The Civic in the IMSA Continental Tire SportsCar Challenge was one tier in Eversley's experience. On the mechanical side, it began a few years prior, at Mike Johnson's Archangel Motorsports LMP675 team in ALMS. He went on to do some Grand-Am and IMSA racing, and even won a couple of World Challenge Touring Car races at Mid-Ohio in 2010. But as a mechanic, one of the first drivers he worked with left an impression on him.

"When I first started as a mechanic in 2001, Andy Lally was our driver and he was always the first guy to help us break down cardboard boxes after the new parts showed up or go get pizzas or clean a body panel. So I still try to do that to this day when my guys are swamped," Eversley says.

Despite the mechanical empathy – the ability to care for the car the way only one who knows the inner workings can – not being a big part of race driving anymore, Eversley says there are still some things from his past that make him if not a better driver, a better team member.

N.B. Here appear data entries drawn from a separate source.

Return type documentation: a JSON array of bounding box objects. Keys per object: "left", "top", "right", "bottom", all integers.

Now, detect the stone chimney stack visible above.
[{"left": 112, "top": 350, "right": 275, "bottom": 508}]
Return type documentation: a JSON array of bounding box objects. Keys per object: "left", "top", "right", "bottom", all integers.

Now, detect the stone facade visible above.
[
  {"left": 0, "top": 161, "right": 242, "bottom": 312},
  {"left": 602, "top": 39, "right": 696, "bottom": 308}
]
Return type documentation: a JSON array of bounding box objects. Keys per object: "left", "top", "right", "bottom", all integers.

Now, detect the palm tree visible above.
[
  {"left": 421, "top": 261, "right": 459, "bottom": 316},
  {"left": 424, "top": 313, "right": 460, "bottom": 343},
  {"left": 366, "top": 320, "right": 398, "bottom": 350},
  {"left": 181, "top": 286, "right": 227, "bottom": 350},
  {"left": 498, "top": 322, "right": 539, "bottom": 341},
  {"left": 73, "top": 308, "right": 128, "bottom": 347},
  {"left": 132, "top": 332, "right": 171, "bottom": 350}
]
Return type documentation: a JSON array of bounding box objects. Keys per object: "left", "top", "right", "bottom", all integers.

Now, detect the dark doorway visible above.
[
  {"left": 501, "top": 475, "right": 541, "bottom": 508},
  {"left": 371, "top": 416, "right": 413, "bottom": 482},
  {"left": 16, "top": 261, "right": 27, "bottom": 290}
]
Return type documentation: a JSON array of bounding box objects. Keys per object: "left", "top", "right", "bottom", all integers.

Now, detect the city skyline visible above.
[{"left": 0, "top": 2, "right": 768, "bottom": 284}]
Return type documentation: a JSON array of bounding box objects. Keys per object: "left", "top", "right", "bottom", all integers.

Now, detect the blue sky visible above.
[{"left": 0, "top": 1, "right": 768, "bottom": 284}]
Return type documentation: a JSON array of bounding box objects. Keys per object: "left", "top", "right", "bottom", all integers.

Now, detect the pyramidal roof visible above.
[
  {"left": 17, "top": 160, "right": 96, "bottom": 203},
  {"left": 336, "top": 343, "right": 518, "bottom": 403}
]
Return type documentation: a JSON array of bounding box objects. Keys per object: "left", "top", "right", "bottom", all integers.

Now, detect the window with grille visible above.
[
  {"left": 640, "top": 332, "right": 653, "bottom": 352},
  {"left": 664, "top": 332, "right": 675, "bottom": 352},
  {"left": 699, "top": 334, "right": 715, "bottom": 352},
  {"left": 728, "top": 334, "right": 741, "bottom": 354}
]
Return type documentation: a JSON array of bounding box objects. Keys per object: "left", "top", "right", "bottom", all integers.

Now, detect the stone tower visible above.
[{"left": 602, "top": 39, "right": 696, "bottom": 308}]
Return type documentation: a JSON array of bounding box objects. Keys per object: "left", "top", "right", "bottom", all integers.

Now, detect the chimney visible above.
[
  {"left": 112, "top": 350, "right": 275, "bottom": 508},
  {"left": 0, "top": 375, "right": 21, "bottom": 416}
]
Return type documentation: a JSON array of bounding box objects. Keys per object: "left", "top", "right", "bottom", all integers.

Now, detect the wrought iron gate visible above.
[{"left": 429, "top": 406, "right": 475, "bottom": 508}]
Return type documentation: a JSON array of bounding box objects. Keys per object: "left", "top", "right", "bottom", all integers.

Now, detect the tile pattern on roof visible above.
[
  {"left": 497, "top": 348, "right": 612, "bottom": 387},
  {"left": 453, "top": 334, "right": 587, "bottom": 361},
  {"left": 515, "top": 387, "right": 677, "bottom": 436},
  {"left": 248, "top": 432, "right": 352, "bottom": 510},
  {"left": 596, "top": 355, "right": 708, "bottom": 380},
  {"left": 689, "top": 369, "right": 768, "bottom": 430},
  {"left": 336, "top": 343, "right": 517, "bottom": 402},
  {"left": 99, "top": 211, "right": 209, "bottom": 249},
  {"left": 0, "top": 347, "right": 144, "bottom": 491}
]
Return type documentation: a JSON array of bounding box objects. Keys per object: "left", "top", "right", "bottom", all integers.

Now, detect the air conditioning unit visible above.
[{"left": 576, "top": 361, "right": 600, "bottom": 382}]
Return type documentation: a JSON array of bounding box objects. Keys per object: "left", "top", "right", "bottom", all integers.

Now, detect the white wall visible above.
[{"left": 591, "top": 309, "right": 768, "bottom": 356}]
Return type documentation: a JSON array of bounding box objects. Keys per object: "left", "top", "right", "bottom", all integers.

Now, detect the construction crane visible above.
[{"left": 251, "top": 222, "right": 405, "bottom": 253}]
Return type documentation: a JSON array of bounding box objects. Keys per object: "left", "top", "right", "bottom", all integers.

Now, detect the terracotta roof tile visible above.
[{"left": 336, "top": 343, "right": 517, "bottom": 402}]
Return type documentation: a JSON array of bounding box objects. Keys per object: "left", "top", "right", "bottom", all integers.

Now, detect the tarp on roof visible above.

"I understand from being a mechanic on a race team, if you have an off, you need to be completely upfront about it and tell them exactly what happened. Never try to lie because it can affect you later. When you're a mechanic, you get told by a driver, "I had a small off," and the car comes in on the tow hook in two pieces. Or, "I've got a water leak." Well, it's because you ripped the front of the car off and the radiator is sitting in the grass in Turn 3. So I try to be as honest with these guys as I can be, and if I can lend a hand scrubbing bodywork or helping push the car on the trailer, I'm happy to do so," he says.

As the season moves on, scrubbing bodywork is the sort of routine thing that hopefully has to be done to Eversley's NSX, which he shares with Tom Dyer (pictured, right, with Eversley, middle, and HPD's Art St. Cyr) in the SprintX races. The NSX GT3 is new this year, replacing the TLX GT built to the old World Challenge GT rules that RealTime raced previously and won three races with. The NSX was well developed in private and public testing in 2016, but the racing environment isn't always the same. The team and the drivers, however, are getting a handle on the car and making progress up the timing sheets.

"The thing about our car is it doesn't have a predecessor like almost every car we're racing against," he explains. "We were able to learn a lot of things with the TLX, but it's a different motor, a different gearbox – two different cars completely. Now that we have a purpose-built racecar, the workload has become less, because these guys were just killing themselves keeping the car running at the front, and now we have a car that's just like everything else – it's got a great motor from the factory, it's got a great suspension from the factory and we're not trying to fit a square hole into a round peg.

"I didn't expect us to be super competitive right out of the box, just because that's not how a new car is going to be. I'm really happy about the reliability we've had. I think we've finally found a baseline we can use for a lot of tracks in North America, which is great because the tracks here are quite a bit different than Europe, where the cars were developed.

"We're moving right along. I told my bosses at Honda Performance Development the first half of the year was going to be a struggle, the second half we'd have a top-five competing car. Maybe that's optimistic, but that's where I felt our progress was going to lead. We're in the top 10, we're fighting against some really good cars. This may not be our year to win races, but this is definitely our year to solidify what the car can do," he adds.